Caught on all sides, I forgot what it meant to be carefree. I'd lost that a long time ago when I'd taken my responsibilities at home, school, and the village. But here my little brother was telling me he'd handle whatever he had planned with me in tow.

Where did you ever get this confidence from, I wonder?

+/+/+/+/+/

When I heard the flowing water, we stopped and I knelt down for him to take off the cloth. I didn't expect that he'd make his own snacks stand: Sasuke's Café, Limited Time Only!
He offered for me to sit over a red blanket by the river. I took off my shoes and placed them to the side, sitting down quietly with my feet in the soothing liquid.

I was used to silence, but not being served. After all, I was the one they always sent to do "tasks".

He stubbornly refused to let me help him in any way. From behind his stand, he brought out hojicha and dango. Placing the warm tea cup next to a ceramic plate, I commented and played along, "You knew my order? What superb service already."
Sasuke beamed with a toothy grin.
"Itadakimasu."
Taking a bite of the first dango, I chewed carefully. The sauce was just the right sweetness along with the spongy squishiness. Next, I tried the red bean paste. Subtly sweet, the tsubu-an had a delicate texture against my tongue. And after drinking a sip of tea, I tried the unskewered black sesame kurogoma dango and closed my eyes in delight.

Even if they were all my favorites, it was all much better than I'd expected.

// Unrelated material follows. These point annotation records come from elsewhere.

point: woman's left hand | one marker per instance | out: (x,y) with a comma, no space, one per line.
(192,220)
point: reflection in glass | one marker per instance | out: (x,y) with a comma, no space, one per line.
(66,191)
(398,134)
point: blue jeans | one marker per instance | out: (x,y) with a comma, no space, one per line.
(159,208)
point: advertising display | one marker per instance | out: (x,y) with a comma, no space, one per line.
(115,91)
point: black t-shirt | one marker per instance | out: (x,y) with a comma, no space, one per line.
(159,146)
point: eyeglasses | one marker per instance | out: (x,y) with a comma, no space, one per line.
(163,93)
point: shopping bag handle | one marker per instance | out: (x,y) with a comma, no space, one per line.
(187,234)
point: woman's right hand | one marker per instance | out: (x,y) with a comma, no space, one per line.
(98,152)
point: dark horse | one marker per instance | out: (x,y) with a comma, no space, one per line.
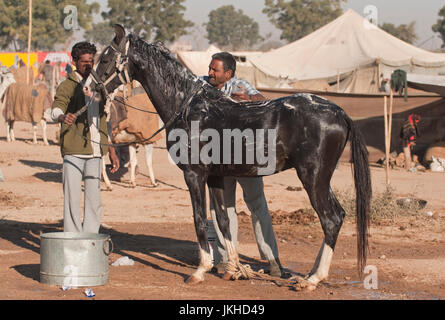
(305,132)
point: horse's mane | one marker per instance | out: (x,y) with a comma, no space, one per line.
(184,80)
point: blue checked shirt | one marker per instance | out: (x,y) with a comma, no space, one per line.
(233,83)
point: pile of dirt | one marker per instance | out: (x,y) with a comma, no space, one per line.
(9,199)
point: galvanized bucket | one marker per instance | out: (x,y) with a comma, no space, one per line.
(74,259)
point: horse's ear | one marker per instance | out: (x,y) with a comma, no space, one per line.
(120,34)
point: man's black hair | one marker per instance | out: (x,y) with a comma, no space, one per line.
(229,62)
(81,48)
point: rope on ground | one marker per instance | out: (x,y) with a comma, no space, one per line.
(240,271)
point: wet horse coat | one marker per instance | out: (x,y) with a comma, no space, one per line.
(310,134)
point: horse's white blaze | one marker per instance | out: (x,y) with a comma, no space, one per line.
(322,263)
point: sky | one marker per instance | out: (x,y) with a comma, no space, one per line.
(423,12)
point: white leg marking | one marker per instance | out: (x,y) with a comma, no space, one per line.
(133,163)
(43,124)
(149,162)
(8,130)
(105,176)
(205,264)
(34,133)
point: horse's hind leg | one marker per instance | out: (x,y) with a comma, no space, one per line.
(132,164)
(105,176)
(43,124)
(330,213)
(216,190)
(196,185)
(149,162)
(8,131)
(10,136)
(34,133)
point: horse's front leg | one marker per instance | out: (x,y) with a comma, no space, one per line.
(10,131)
(216,190)
(45,138)
(196,184)
(34,132)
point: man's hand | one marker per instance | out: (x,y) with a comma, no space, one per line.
(68,118)
(114,159)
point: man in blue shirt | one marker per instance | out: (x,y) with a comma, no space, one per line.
(221,76)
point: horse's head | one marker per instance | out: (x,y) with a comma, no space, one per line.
(112,68)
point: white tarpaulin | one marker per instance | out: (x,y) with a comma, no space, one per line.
(427,83)
(342,46)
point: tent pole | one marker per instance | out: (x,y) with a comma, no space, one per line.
(385,115)
(391,103)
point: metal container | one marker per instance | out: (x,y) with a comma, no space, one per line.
(72,259)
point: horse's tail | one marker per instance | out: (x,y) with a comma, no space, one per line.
(363,191)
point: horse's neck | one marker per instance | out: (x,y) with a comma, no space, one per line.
(170,100)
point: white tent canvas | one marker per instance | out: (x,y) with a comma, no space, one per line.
(342,46)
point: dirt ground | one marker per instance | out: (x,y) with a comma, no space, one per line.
(154,227)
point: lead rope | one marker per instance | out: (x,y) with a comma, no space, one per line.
(244,271)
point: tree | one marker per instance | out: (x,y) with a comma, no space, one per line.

My brother enthusiastically watched me, waiting for the moment to get my feedback.
"You ate that pretty fast."
I coughed. "It was really good."
"I made it with Mother. Father gave me tea from his collection."
Giving a thoughtful look, I held my breath.

"Do you want some more?"
"Of course."
Even if I knew it would ruin dinner, I nodded anyway. How could I resist such heart-scorching effort?

This time, he brought out his own portion along with my second one and we ate next to one another in silence.

The sun was high and shined brighter than I'd ever seen. Puffs of clouds lazily drifted by as the river caressed our feet. He happily sat next to me without an adorable scowl.

What moment could ever be more perfect than this?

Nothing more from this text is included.